Do que menos gostava no desporto era de correr. Mas pouco a pouco foi percebendo que corria mais a cada semana. Primeiro dois quilómetros, depois três e a seguir cinco. Entusiasmou-se e saiu do ginásio para a rua. Como já tinha amigos que corriam preparou-se e, em março, acompanhou-os na Meia-Maratona de Lisboa, ficando-se orgulhosamente pela mini (sete quilómetros).
Gostou. Gostou tanto que uns tempos depois fez outra prova de dez quilómetros e, em Junho, completou os 15 mil metros da Corrida das Fogueiras, em Peniche. Os amigos não o reconheciam. E, uma noite, um deles desafiou-o a meter-se à Meia-Maratona de Lisboa, em setembro. «O desafio era fazer menos de um determinado tempo, que esse amigo estipulou. Era um tempo folgado, mas para quem começara a correr há pouco não deixava de ser um desafio. Em troca, pagava-me um jantar. Claro que não foi pelo jantar que aceitei mas pela graça do repto.»

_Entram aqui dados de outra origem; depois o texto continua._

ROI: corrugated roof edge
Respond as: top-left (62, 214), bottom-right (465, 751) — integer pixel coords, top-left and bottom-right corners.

A verdade é que António Chaves Costa ganhou um jantar em setembro. Porque não só concluiu os 21 quilómetros da meia-maratona como o fez num tempo inferior ao dos amigos. «Arranjámos aqui um queniano, hein?», brincavam todos. António percebeu que tinha uma propensão física e mental para a corrida. «Percebi tarde, aos 34 anos, mas antes tarde do que nunca!»
O bichinho estava-lhe no corpo. Nunca chegou ao ponto de se sentir mal se não conseguisse correr um dia, mas o certo é que nunca mais parou. Em abril de 2007, estreou-se em grande estilo na mãe das provas de atletismo: na Maratona de Paris. «Os meus amigos achavam que eu não devia ir. Não me tinha preparado muito e tinha uma lesão no joelho. Mas o meu único objetivo era chegar ao fim. Mesmo que tivesse de caminhar ou parar a meio do percurso.»
Chegou ao fim com o tempo de quatro horas e 56 minutos. E garante que cortar a meta, depois de 42,195 quilómetros a correr, é uma espécie de catarse física e emocional: «Por um lado, uma sensação de euforia, uma grande carga emotiva. Há pessoas que choram, que se abraçam, que gritam. E isto pode acontecer mesmo que já se tenha concluído várias maratonas. Por outro lado, há uma sensação de vazio. E agora?»
Para resolver esse vazio nada como marcar a próxima maratona na agenda. Mas com uma diferença substancial em relação à primeira: iria preparar-se a sério e fazê-la também a sério, a correr do primeiro ao último minuto. E assim foi. Em abril de 2008, António fez a Maratona de Boston, a sua preferida, num tempo muito inferior ao de Paris: três horas e 53 minutos: «Foi uma experiência fantástica. É o evento mais importante da cidade e os americanos vivem aquilo de uma maneira completamente diferente, muito entusiasmada. É a maratona mais antiga que é corrida consecutivamente, e são milhares de pessoas a puxar pelos atletas, ao longo de todo o percurso. Milhares! E cada participante leva o seu nome no dorsal e as pessoas gritam pelo nosso nome. É extraordinário!»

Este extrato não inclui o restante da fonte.